Она принадлежит к их миру. Причем является краеугольным камнем этого мира. В принципе она верит в Спенсера. Но разве временами у нее не появляется такой же взгляд на вещи, как у ее братца Уэстона или у того же Райена? Ведь Райен ничуть не верит в его невиновность.

Потому-то он так развеселился к концу. Он уверился, что Эшби начинает тонуть. Теперь это всего лишь вопрос времени и хитрости: в конце концов он, Райен, сумеет его подловить и представить прокурору безупречно оформленное дело.

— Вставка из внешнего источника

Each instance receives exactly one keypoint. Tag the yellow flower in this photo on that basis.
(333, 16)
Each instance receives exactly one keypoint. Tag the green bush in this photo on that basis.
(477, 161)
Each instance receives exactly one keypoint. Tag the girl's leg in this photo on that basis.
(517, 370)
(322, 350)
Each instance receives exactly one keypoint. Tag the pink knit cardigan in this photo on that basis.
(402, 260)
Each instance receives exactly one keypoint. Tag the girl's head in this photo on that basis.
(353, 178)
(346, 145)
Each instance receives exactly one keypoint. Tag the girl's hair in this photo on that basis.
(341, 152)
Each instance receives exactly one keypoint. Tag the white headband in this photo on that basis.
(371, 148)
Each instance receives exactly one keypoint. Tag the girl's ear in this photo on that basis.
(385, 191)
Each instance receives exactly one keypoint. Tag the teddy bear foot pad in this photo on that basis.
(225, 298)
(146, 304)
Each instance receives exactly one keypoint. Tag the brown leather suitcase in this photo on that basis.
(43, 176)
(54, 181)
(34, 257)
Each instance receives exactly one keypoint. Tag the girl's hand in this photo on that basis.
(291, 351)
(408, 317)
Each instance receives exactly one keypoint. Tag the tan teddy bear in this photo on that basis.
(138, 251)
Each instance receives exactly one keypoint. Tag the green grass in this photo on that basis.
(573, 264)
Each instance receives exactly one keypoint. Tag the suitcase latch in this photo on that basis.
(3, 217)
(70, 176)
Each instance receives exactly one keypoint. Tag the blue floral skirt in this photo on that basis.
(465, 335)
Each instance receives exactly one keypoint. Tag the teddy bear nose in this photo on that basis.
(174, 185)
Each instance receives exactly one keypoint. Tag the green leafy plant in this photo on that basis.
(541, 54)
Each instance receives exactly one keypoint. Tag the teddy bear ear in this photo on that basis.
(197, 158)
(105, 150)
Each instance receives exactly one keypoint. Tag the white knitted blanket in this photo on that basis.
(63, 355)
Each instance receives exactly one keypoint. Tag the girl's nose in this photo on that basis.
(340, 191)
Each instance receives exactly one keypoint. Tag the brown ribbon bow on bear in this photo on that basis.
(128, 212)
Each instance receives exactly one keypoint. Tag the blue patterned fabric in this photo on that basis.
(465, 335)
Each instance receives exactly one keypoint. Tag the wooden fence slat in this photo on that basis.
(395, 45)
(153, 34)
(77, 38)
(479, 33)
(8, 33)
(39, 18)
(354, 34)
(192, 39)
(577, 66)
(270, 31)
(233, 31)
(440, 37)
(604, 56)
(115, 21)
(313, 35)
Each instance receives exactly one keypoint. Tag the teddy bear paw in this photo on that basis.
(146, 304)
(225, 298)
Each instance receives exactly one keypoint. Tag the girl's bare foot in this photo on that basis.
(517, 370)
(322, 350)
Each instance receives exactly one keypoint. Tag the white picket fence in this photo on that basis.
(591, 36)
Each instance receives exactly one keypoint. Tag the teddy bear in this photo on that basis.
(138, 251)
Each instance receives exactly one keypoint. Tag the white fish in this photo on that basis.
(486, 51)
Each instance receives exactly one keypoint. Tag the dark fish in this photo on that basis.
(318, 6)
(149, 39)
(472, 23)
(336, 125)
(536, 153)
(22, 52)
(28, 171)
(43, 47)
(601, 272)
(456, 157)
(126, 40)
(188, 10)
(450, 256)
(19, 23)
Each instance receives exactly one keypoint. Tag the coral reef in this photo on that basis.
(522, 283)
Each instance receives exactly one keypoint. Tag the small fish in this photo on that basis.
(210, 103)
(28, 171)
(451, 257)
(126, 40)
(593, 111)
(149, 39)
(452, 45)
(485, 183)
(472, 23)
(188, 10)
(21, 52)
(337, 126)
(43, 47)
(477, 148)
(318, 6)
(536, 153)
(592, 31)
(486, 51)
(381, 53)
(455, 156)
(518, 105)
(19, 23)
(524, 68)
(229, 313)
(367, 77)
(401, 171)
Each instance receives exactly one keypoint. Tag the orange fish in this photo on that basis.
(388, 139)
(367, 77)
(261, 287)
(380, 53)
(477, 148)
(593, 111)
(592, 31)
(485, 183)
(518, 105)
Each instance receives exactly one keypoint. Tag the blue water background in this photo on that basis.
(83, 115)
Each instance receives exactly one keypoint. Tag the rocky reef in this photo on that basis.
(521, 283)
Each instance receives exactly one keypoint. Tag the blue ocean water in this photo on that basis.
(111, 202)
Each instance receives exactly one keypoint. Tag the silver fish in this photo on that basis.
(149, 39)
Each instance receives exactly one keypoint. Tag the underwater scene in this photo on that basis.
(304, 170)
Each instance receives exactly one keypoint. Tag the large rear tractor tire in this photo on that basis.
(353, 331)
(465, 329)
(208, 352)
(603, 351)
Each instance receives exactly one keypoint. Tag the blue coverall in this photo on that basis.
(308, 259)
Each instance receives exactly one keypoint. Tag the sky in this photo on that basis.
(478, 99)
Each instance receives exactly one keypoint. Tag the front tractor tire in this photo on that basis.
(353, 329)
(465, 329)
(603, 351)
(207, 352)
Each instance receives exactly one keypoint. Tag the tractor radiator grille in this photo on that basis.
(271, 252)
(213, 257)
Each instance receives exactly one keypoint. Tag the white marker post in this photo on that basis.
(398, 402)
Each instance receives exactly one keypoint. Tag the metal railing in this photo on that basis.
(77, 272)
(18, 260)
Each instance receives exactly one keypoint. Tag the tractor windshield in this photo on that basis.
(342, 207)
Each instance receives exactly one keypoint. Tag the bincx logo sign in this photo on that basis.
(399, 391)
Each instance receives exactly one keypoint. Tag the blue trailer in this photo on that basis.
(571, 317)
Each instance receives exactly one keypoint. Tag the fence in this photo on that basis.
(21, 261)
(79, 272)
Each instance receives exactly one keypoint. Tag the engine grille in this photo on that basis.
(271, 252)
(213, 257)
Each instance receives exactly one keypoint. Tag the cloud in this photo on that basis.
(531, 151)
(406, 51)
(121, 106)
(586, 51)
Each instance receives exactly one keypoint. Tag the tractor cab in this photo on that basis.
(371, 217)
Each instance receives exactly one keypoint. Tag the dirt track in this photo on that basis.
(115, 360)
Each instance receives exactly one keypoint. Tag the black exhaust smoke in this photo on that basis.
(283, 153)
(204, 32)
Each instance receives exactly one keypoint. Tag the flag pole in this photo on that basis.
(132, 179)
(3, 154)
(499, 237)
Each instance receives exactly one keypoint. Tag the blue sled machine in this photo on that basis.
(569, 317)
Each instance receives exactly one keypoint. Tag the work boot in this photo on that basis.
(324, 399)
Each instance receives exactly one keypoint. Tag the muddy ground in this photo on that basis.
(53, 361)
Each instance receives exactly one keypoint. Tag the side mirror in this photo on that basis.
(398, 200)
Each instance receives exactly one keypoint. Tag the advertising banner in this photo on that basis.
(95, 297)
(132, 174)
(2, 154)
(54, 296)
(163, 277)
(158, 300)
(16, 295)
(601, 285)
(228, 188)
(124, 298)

Легкими хлопьями падал снег. Магазины были закрыты, витрины освещены; в витрине магазина дамского платья в странных позах застыли три голых манекена: они словно делали прохожим реверанс. На углу есть бар, но там Спенсер рискует встретить знакомых, а разговаривать неохота. Может быть, Райен и Фостер Льюис сидят там сейчас и обсуждают его дело! Эшби предпочел дойти до третьего перекрестка и наконец нырнул в тепло и мягкий свет какой-то забегаловки, где ни разу не бывал.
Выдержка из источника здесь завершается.